Cette décision, sur laquelle M. Mattis s’est refusé à donner de détails, intervient après des mois de spéculations pour savoir si Donald Trump, frustré par l’impasse sur le terrain après 16 ans de guerre en Afghanistan, donnerait le feu vert au Pentagone pour un effort militaire accru dans le pays.

M. Mattis a semblé satisfait de ce qu’il a décrit comme un examen approfondi de la politique par une grande partie du cabinet du président et des hauts responsables de la sécurité vendredi à Camp David, résidence présidentielle située au nord de Washington.

Donald Trump avait des options très différentes sur la table, comme se retirer du pays ou intensifier les efforts pour vaincre les talibans. En juin, il avait autorisé l’augmentation du nombre de troupes au-dessus des 8.400 soldats déjà présents dans le pays selon les estimations. Le chiffre de 4.000 soldats supplémentaires avait été évoqué.

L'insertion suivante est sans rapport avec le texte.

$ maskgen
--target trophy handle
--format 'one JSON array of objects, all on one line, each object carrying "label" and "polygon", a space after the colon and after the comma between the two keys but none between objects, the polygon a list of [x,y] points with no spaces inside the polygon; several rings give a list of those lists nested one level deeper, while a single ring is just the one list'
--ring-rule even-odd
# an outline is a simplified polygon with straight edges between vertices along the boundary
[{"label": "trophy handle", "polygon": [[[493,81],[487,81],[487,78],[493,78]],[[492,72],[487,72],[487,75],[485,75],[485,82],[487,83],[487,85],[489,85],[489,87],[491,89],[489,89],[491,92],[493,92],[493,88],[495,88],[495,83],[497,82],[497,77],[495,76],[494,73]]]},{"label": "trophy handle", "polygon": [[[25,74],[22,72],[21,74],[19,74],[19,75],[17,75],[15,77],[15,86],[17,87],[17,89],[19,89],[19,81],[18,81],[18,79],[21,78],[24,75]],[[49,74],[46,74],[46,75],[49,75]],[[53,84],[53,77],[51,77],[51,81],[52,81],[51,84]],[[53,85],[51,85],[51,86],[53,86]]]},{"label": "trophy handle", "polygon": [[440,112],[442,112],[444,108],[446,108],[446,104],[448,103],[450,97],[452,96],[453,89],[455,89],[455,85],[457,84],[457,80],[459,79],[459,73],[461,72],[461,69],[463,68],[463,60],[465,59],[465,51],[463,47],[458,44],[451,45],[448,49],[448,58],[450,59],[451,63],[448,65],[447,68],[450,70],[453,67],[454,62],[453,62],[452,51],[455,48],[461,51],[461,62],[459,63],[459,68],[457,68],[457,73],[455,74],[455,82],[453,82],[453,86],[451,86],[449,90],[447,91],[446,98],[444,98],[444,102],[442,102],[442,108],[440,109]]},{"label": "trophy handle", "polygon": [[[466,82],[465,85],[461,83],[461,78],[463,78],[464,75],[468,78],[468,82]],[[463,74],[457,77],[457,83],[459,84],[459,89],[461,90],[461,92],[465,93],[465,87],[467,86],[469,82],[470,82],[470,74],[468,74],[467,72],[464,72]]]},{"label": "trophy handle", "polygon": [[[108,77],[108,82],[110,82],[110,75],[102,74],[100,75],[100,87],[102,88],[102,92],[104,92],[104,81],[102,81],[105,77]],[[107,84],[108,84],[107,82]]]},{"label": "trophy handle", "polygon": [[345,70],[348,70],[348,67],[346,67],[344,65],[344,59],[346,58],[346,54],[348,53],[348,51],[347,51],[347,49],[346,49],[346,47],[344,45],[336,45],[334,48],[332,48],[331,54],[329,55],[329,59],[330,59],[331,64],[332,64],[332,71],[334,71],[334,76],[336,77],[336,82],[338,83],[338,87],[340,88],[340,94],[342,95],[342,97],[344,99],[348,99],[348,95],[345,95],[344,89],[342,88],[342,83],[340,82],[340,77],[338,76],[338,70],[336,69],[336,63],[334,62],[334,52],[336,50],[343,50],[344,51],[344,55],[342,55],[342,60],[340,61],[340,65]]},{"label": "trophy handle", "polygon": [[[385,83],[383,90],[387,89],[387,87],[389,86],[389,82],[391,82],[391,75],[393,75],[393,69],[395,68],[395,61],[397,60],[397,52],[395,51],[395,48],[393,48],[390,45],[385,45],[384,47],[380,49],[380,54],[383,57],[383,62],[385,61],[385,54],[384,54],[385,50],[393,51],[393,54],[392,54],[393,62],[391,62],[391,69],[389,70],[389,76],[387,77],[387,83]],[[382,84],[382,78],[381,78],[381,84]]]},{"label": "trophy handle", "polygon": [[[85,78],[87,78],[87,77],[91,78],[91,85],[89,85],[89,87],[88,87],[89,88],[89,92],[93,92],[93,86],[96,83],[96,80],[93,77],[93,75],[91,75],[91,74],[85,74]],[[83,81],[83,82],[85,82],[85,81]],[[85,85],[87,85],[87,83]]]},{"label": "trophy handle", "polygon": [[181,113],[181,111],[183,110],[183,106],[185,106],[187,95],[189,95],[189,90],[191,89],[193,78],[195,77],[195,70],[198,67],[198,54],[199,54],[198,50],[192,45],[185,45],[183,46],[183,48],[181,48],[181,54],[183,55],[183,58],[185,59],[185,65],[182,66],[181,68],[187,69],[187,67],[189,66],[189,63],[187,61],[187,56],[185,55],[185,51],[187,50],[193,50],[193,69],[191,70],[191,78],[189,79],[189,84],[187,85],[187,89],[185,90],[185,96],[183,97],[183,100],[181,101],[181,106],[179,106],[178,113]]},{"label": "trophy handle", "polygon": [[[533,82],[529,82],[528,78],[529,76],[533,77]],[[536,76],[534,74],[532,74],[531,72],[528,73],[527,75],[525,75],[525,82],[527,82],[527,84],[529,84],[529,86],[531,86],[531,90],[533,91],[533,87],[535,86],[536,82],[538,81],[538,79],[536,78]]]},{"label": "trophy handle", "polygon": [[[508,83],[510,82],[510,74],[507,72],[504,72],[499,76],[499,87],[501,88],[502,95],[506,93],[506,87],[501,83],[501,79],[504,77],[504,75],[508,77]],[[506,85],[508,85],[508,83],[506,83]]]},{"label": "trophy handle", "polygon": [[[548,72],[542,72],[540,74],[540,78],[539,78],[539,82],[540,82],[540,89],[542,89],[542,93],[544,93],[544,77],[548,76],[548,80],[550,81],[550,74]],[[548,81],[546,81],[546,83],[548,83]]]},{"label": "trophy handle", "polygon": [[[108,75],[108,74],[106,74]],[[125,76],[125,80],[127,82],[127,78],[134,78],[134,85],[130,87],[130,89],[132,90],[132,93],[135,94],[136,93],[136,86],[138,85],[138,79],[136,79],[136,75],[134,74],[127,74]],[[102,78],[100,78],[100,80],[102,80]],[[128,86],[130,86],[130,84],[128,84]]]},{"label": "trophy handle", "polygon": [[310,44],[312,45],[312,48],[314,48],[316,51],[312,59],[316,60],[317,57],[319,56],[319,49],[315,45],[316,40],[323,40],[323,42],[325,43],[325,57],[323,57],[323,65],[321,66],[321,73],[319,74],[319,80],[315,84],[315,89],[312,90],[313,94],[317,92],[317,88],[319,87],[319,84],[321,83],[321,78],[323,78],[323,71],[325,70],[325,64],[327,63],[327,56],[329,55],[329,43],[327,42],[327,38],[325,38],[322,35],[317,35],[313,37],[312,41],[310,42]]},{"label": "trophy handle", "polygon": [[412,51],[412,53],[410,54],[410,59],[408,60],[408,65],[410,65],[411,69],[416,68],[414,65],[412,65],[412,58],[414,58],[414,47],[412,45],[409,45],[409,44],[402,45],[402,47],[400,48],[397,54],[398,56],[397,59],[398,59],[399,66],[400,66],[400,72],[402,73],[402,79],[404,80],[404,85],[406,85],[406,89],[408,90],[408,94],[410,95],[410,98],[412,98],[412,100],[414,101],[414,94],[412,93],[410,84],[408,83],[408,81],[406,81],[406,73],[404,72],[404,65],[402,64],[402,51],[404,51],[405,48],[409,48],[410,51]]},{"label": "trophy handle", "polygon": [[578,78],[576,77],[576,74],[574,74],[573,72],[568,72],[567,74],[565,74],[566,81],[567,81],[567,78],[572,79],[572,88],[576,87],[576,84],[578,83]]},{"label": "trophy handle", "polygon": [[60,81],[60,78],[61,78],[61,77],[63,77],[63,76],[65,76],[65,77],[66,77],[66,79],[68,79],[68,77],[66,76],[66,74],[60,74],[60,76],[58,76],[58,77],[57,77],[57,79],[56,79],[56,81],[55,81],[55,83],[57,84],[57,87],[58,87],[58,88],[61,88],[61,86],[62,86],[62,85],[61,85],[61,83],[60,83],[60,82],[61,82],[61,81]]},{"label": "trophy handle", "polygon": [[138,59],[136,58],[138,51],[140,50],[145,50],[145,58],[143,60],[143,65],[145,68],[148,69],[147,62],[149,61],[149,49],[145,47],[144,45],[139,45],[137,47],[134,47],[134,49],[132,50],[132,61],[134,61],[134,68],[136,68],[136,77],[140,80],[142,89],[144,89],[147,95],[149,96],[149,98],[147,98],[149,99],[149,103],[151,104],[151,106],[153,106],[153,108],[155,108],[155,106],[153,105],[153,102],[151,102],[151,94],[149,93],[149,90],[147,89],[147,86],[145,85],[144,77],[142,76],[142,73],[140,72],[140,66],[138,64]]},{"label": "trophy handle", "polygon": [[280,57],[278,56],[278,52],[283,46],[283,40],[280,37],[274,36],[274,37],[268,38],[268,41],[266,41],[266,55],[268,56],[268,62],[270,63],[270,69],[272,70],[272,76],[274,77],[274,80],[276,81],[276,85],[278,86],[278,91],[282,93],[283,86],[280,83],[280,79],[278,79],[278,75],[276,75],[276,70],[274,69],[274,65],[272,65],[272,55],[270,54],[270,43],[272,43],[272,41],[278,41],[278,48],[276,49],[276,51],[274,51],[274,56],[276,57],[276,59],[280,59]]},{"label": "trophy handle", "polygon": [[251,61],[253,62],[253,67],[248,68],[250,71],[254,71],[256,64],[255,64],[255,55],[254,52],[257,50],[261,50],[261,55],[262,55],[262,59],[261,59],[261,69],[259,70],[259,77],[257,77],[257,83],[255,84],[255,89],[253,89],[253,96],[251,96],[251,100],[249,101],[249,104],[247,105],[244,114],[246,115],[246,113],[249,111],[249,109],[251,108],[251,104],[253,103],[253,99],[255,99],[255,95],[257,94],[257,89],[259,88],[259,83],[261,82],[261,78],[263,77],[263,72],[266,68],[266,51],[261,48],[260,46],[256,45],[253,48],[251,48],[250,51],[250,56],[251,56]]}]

Mais M. Mattis avait refusé de prendre directement des mesures avant d’être fixé clairement sur les chiffres et avant que le président ne donne une idée plus claire de la stratégie qu’il comptait adopter de manière plus large.

« Le président devait prendre une décision stratégique », a déclaré le secrétaire à la Défense. « Je crois qu’il a besoin du weekend pour déterminer comment il va l’expliquer aux Américains. »

M. Mattis est arrivé dimanche à Amman où il doit rencontrer le roi Abdallah de Jordanie, première étape d’une tournée de cinq jours au Moyen-Orient et en Europe de l’est.

Il se rendra également en Turquie pour s’entretenir avec le président Recep Tayyip Erdogan et des hauts responsables militaires sur la guerre en Syrie et la lutte contre le groupe djihadisteÉEtat islamique. En Ukraine, il évoquera la question du soutien américain aux forces ukrainiennes engagées dans la lutte contre les rebelles prorusses.

Donald Trump présentera la stratégie sur l’Afghanistan lundi soir

Donald Trump présentera lundi soir sa stratégie sur l’Afghanistan, au moment où se pose la question du niveau des troupes américaines présentes dans ce pays depuis 16 ans, soit la plus longue guerre de l’histoire des États-Unis.

Le président américain s’exprimera depuis la base militaire de Fort Myer, au sud-ouest de Washington, à 21h, a annoncé dimanche la Maison-Blanche.

Il présentera sa vision du devenir de «l’engagement de l’Amérique en Afghanistan et en Asie du Sud», a précisé l’exécutif.

Seize ans après l’invasion américaine pour punir les talibans d’avoir soutenu les commanditaires du 11-Septembre, malgré des centaines de milliards de dollars dépensés et 2400 militaires américains tués, les rebelles ont l’initiative sur le terrain.

L’armée afghane a subi des pertes insoutenables, le pouvoir central est faible et corrompu et même le groupe État islamique semble en passe de prendre pied dans le pays.

L’armée américaine dispose d’environ 8400 hommes en Afghanistan, soit bien moins que les 100 000 qu’elle comptait il y a encore six ans. La plupart d’entre eux sont chargés d’encadrer et d’entraîner les forces afghanes.

Pour permettre de reprendre l’initiative sur le terrain, les militaires américains – le chef du Pentagone Jim Mattis en tête – préconisent d’envoyer quelques milliers de renforts américains (le chiffre de 4000 circule) en guise de béquille à des force de sécurité afghanes débordées.

L’aile nationaliste de la Maison-Blanche, dont Steve Bannon, conseiller stratégique remercié vendredi, était la figure de proue, a toujours été réticente envers un engagement militaire américain accru. Selon le New York Times, ce dernier avait avancé l’idée de confier les tâches de sécurité en Afghanistan à des entreprises privées.

Par anticipation, les talibans ont envoyé une mise en garde au locataire de la Maison-Blanche: «Il serait sage pour vous d’adopter une stratégie de retrait complet d’Afghanistan plutôt que d’accroissement des troupes», ont-ils indiqué dans une lettre ouverte.

Les talibans, qui ont dirigé l’Afghanistan de 1996 à 2001, s’en sont aussi pris dans leur lettre aux dirigeants afghans, qualifiés de «pantins» préoccupés par leurs seuls pouvoirs et intérêts personnels. Selon eux, l’occupation étrangère est «le principal moteur de la guerre».